De la part de la société civile, garantir aux cendres une destination digne
Pour accompagner cette évolution, la société civile a légiféré a minima pour accorder aux cendres une destination digne, considérant malgré la destruction du corps – même l’ADN est détruit ! – qu’elles demeurent les restes d’une personne humaine et qu’à ce titre nous leur devions du respect.
Sont désormais interdits par la loi du 19 décembre 2008 la conservation des cendres dans un lieu privé, la division des cendres dans plusieurs urnes, leur dispersion sur des voies publiques. Les communes doivent aménager des espaces où peuvent être déposées l’urne ou les cendres (colombarium, jardin du souvenir). La dispersion en mer n’est pas interdite, mais la loi prévoit qu’elle soit déclarée au lieu de naissance du défunt pour inscription sur le registre de l’état civil.
De la part de l’Église catholique, un « oui mais… »
Contrairement à d’autres religions, l’Église catholique n’interdit pas la crémation. Un décret, daté du 8 mai 1963, a supprimé l’interdiction d’obsèques religieuses pour des personnes qui ont choisi la crémation. En 1983, le nouveau code de droit canonique a précisé la position de l’Église en stipulant :
« L’Église recommande vivement que soit conservée la pieuse coutume d’ensevelir les corps des défunts ; cependant elle n’interdit pas l’incinération, à moins que celle-ci n’ait été choisie pour des raisons contraires à la doctrine chrétienne » (Can. 1176 § 3). |
Le « oui » de l’Église est, en quelque sorte un « oui mais… » pour deux raisons :
– d’une part, elle préfère l’inhumation pour tenir, jusque dans la mort, la commune identité du baptisé avec Jésus dont le corps a été mis au tombeau le vendredi saint.

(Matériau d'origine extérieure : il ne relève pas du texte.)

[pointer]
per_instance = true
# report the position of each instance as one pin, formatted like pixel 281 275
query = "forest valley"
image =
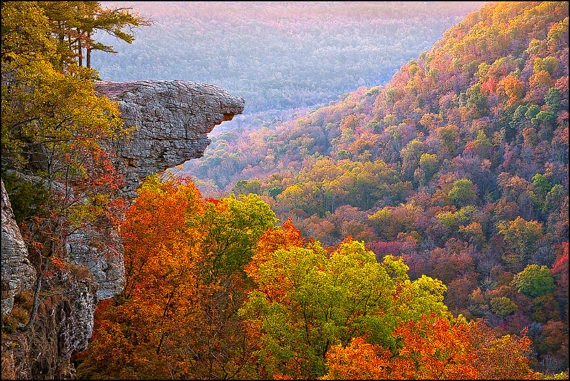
pixel 417 230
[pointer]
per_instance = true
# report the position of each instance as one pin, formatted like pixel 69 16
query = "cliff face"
pixel 18 273
pixel 172 120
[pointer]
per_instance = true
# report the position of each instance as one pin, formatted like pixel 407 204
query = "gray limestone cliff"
pixel 172 120
pixel 18 274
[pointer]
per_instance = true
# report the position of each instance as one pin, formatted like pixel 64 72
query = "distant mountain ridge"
pixel 459 164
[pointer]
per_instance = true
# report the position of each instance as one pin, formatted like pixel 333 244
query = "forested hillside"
pixel 459 165
pixel 417 230
pixel 279 55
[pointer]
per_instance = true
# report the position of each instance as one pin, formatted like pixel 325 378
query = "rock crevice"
pixel 172 120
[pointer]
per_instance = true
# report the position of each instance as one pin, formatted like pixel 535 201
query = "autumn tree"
pixel 57 134
pixel 434 348
pixel 184 260
pixel 306 300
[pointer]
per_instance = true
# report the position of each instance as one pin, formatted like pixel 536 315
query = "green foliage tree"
pixel 534 281
pixel 305 301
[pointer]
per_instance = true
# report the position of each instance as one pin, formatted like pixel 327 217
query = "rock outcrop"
pixel 18 274
pixel 172 120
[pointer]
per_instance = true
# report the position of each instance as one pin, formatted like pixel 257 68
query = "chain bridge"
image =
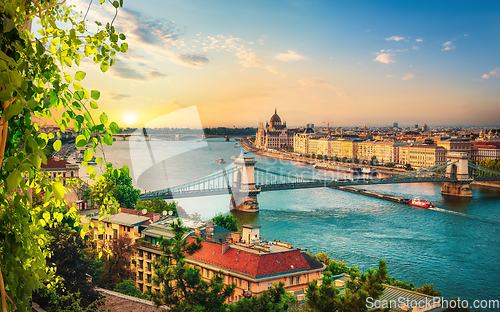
pixel 244 180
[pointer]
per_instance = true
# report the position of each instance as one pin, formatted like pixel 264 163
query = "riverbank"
pixel 290 156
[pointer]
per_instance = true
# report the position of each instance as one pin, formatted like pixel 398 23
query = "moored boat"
pixel 417 202
pixel 220 161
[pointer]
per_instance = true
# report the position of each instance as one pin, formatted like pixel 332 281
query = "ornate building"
pixel 275 135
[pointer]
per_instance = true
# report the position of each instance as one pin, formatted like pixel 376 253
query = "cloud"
pixel 448 46
pixel 395 38
pixel 156 74
pixel 291 56
pixel 118 97
pixel 193 59
pixel 493 73
pixel 385 58
pixel 316 82
pixel 409 76
pixel 248 58
pixel 121 70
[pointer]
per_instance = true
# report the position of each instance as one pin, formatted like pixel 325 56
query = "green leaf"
pixel 114 127
pixel 105 66
pixel 95 95
pixel 80 75
pixel 103 118
pixel 13 180
pixel 124 47
pixel 88 154
pixel 57 145
pixel 13 109
pixel 79 95
pixel 81 141
pixel 59 190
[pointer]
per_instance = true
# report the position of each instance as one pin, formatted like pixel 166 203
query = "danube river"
pixel 455 246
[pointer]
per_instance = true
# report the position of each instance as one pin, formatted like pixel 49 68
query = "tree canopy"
pixel 226 221
pixel 36 80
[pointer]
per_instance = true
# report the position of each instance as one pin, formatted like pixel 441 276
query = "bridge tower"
pixel 460 172
pixel 244 197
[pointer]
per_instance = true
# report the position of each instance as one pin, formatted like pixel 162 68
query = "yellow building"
pixel 252 264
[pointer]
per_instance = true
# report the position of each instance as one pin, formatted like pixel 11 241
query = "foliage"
pixel 275 299
pixel 429 290
pixel 72 265
pixel 157 205
pixel 117 186
pixel 226 221
pixel 359 287
pixel 117 265
pixel 35 82
pixel 184 289
pixel 127 287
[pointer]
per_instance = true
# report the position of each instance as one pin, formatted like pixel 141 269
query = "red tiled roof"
pixel 53 163
pixel 257 265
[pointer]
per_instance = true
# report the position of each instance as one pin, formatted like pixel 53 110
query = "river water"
pixel 456 246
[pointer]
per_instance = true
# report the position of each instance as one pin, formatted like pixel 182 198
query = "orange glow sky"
pixel 348 62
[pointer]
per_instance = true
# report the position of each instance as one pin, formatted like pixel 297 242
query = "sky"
pixel 344 63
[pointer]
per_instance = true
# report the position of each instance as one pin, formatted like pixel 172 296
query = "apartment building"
pixel 246 260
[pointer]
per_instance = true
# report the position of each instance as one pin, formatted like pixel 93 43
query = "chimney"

– d’autre part, il est demandé de conserver l’ordre traditionnel des rites funéraires. Le rituel prévoie en effet tout un itinéraire avec des « stations », notamment celle symboliquement forte du passage à l’église, et ces étapes se déploient normalement autour du corps. Ainsi, si elle est choisie, la crémation devrait se dérouler après la célébration à l’église en présence du corps.
Dans des circonstances exceptionnelles, une célébration peut être organisée à l’église en présence d’une urne funéraire (cf. Funérailles : célébrer à l’église en présence d’une urne | Liturgie & Sacrements) et lorsque le choix des familles et les conditions matérielles conduisent à ne pas passer par l’église, certains diocèses ont fait le choix de déléguer une personne qui officie au sein même du crématorium. Mais on préfèrera donc toujours privilégier l’itinéraire rituel traditionnel : il a fait ses preuves pour favoriser le déplacement intérieur nécessaire aux personnes endeuillées (cf. Les funérailles : un itinéraire rituel, soutien d’un déplacement intérieur, fragilisé par la crémation ? | Liturgie & Sacrements) alors même que la société elle-même assure de moins en moins un soutien ; d’autre part, organisé autour de la présence du corps, il assure une annonce concrète de la résurrection promise (cf. La présence du corps du défunt dans les funérailles, annonce de la résurrection | Liturgie & Sacrements). Cet itinéraire ayant été vécu, certains préfèreront la pratique de l’inhumation pour les raisons indiquées plus haut. Si la crémation est choisie, l’Église recommande (cf. Ad resurgendum cum Christo, sur la sépulture des défunts et la conservation des cendres en cas d’incinération | Liturgie & Sacrements) que les cendres soient déposées dans un lieu sacré, tel qu’un cimetière ou un columbarium, plutôt que conservées à domicile ou dispersées, par respect et afin de maintenir un lieu de mémoire pour les proches.